“…Armenians and Jews have much in common: small nations with long memories of past glory; centuries of living as minorities among Muslims…”

The accusation of self-hatred has long been used by Jews against other Jews; those critical of Israel’s policies are often branded with the label. And Armenians and Jews have much in common: small nations with long memories of past glory; centuries of living as minorities among Muslims; modern-day homelands that serve as beacons for dispersed peoples. The poet Osip Mandelstam once called Armenians “the younger sister to the Jewish nation.” But the tendency to accuse their own members of self-hatred is a toxic habit that both groups would do well to let go of altogether.

The self-hating label has been deployed by blacks, Mexicans, Indians and Asians too. The idea is that you are embarrassed by your true nature — your ethnic nature — and so you mock it or speak out against it. The label is used not to engage in meaningful criticism, but to dismiss such criticism by chalking it up to shame.
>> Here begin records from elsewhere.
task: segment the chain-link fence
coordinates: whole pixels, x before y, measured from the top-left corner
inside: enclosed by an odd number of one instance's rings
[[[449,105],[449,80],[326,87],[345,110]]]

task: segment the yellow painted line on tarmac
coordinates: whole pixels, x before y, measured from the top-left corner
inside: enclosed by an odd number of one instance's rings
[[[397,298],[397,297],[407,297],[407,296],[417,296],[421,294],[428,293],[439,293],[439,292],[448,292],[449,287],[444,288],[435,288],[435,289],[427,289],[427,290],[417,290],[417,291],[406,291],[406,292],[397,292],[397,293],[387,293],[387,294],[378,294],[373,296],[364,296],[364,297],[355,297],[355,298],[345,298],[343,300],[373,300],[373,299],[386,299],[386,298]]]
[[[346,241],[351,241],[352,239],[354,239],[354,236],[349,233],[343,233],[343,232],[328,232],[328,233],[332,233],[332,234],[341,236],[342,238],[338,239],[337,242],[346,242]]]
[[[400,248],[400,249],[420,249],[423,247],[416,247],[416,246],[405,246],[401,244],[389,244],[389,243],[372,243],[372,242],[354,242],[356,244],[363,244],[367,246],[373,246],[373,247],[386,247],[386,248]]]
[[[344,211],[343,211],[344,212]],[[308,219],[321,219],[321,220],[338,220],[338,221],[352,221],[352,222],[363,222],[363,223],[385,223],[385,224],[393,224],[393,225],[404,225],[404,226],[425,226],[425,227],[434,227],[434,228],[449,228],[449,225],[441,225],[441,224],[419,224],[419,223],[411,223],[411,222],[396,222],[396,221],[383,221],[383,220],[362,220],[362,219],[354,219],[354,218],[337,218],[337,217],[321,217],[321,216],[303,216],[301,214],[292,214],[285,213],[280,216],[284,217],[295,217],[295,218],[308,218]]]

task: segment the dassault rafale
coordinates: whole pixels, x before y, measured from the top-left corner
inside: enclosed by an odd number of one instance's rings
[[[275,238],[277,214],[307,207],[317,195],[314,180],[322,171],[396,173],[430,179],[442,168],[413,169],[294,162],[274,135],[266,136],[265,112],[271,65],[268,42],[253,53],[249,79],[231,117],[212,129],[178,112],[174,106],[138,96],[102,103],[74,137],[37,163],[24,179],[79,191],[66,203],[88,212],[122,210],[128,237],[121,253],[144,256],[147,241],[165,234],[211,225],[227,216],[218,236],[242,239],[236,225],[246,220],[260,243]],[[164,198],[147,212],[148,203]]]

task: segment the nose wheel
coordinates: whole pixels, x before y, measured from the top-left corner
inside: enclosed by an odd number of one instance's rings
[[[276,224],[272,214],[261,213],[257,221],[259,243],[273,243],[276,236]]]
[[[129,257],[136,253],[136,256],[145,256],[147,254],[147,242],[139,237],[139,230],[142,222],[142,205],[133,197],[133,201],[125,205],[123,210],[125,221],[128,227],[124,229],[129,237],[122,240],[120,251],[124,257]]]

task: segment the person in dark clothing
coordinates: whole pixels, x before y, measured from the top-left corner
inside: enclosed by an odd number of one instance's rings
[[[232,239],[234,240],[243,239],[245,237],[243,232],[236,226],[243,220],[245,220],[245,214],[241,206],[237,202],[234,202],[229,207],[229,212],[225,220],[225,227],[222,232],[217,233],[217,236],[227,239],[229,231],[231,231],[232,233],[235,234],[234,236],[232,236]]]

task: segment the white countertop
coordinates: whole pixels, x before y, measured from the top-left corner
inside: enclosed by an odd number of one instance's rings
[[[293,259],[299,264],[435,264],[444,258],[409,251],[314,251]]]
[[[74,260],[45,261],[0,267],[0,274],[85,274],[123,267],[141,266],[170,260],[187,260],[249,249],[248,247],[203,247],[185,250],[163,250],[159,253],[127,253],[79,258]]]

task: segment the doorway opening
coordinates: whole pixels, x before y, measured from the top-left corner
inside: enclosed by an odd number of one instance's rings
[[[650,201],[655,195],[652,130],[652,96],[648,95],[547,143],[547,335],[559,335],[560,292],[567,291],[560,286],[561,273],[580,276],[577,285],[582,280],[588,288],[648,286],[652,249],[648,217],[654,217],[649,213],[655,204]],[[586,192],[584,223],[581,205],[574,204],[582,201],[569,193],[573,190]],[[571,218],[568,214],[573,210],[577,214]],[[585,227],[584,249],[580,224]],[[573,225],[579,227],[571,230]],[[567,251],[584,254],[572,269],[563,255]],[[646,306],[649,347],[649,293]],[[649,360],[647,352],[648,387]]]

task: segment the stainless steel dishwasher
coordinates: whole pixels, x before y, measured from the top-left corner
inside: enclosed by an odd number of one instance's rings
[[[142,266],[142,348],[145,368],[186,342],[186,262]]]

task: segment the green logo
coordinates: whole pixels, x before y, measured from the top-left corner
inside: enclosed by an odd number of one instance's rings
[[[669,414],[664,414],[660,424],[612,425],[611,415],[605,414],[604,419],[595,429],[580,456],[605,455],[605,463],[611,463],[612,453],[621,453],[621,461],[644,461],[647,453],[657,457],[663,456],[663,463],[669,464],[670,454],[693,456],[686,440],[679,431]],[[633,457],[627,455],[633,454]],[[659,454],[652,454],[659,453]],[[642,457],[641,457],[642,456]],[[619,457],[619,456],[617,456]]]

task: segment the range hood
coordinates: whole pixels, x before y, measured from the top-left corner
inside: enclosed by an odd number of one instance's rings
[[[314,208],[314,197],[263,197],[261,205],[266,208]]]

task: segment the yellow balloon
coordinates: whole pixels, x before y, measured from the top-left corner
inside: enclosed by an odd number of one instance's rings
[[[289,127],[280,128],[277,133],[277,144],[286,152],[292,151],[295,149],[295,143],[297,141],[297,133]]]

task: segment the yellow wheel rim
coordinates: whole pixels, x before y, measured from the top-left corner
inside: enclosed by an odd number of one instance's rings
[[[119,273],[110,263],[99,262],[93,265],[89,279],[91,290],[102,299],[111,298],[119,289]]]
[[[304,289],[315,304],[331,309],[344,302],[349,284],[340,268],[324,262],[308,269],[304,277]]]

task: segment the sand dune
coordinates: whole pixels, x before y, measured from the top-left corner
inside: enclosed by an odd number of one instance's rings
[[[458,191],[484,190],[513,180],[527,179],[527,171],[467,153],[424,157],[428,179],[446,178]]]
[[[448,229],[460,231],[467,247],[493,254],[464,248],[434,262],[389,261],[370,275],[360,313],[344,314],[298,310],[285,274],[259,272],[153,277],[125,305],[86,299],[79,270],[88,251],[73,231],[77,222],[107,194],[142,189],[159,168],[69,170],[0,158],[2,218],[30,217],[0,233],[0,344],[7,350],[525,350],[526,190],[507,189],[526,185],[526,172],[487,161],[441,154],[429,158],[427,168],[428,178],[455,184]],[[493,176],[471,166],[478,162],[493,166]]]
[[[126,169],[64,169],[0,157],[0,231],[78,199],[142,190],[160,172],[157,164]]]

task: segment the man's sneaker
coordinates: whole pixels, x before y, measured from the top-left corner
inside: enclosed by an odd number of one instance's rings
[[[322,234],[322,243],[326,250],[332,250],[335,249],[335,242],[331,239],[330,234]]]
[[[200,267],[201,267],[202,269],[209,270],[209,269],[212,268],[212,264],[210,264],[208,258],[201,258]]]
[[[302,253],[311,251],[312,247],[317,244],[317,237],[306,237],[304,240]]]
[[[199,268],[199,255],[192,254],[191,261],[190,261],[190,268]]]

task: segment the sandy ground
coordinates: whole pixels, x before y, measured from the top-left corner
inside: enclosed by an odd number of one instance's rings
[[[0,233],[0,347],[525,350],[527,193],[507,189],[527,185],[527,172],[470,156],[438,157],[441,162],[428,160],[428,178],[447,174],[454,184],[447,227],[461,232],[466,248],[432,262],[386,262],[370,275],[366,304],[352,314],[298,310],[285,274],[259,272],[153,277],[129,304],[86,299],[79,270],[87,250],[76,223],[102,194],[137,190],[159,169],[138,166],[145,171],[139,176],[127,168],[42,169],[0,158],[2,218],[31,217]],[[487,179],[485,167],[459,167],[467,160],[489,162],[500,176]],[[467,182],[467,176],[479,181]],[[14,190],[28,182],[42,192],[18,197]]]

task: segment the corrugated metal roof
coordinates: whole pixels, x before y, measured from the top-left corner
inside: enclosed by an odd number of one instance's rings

And yet the behavior labeled self-hating often reflects the opposite of shame; it reflects confidence.

This is a kind of confidence that, sadly, dispersed nations and minority groups generally have in short supply. Diasporas are, by definition, unstable, even when they seem like tight-knit, cohesive groups. Over time, their members intermarry, their children stop speaking the ancestral language, and eventually the markers of a distinct identity fade.

Meline Toumani, “Armenians Should Not Let Genocide Define Us”, The New York Times (19 April 2015), SR7.